You need to include Mask(...) calls to get extra type-checker protection, but if you don’t include those Mask(...) calls you still have the baseline type-checker protection. That also seems to be what the OP describes as the desired state.

It does look intuitive to me to use @deprecated like this. -> NotImplemented or -> Error or ->Never or something in that direction would make more sense to me as a reader. But I tried variations of those in the mypy playground and couldn’t get anything to work.

Jelle · August 19, 2025, 3:28pm

@deprecated does probably do what you want here, in terms of producing type checker diagnostics for code that you want to produce diagnostics. It’s conceptually not a great fit though because nothing is actually deprecated here. This might confuse users, and means that type checker configurations would work in unintuitive ways.

There’s a longstanding idea to add something like a @typing_error decorator that would work similar to @deprecated but not carry any implications about deprecation. I included that in an early version of PEP 702 but removed it for simplicity. However, new use cases keep coming up, so now may be a good time for a new PEP proposing this idea.

xmw · August 19, 2025, 5:01pm

The reason why @deprecated(...) is (ab)used for this use case, and why -> Never isn’t (although it semantically make sense than @deprecated(...) here), is because

@deprecated(...) causes an error to be emitted at the call expression site;
-> Never causes an error at the statement after the call site (at least in mypy and pyright), and also requires special options to be turned on (--warn-unreachable and reportUnreachable, respectively).

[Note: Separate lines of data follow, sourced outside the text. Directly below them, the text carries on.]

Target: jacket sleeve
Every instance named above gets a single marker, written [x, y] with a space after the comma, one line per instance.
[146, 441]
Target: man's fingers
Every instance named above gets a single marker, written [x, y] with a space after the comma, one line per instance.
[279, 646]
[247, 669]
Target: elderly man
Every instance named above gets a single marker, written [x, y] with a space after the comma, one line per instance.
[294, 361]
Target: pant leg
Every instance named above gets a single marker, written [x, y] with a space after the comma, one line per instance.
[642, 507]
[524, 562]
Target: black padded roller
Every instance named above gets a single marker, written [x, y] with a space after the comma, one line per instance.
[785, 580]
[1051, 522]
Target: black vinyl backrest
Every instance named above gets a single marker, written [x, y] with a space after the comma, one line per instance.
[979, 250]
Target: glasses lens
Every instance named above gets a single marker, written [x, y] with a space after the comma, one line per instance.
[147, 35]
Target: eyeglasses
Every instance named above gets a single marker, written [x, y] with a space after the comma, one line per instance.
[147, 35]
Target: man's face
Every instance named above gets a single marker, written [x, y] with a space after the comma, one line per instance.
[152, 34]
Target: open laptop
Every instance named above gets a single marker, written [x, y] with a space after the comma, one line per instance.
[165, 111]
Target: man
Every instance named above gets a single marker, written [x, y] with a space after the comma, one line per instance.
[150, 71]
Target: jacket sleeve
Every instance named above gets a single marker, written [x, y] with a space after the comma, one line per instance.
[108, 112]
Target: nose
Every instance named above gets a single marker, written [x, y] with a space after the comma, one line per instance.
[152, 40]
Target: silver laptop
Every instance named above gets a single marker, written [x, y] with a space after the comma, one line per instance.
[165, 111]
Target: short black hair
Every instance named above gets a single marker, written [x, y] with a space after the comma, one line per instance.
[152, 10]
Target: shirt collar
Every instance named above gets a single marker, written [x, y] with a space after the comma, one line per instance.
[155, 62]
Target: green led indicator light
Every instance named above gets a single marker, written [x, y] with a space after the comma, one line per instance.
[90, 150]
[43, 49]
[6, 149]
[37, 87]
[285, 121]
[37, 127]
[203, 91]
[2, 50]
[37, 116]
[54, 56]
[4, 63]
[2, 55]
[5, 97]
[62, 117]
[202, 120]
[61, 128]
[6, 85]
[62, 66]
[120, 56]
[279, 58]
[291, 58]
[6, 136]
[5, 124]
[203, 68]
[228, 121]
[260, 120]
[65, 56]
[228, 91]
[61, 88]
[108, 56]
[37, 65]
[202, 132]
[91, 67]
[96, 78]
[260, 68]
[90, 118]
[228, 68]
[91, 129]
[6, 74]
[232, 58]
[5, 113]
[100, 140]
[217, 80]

Emitting an error at the call site is more useful in this case, and IMO most (if not all) other cases. I don’t recall reading anything about why -> Never doesn’t cause error emission at the call site but the following statement instead; I would otherwise opt for -> Never over @deprecated(...) here.

Eneg · August 19, 2025, 5:53pm

Never doesn’t emit errors anywhere. It’s not an error to call a function that never returns, but following statements are logically never going to be reached, thus type checkers emit reachability diagnostics.

xmw · August 19, 2025, 6:10pm

I’m not sure what criteria of “error” you mean here, unless you mean that at runtime, such a function is successfully entered (regardless of whether it raises). If this is the criteria, type-checkers shouldn’t emit diagnostics at the call site for things like mismatched argument types compared with the function’s parameter annotations either, because such functions are also successfully entered.

The only time calling a function actually does result in an error at runtime without entering the function body is a mismatched number of arguments (which raises TypeError without entering the function body).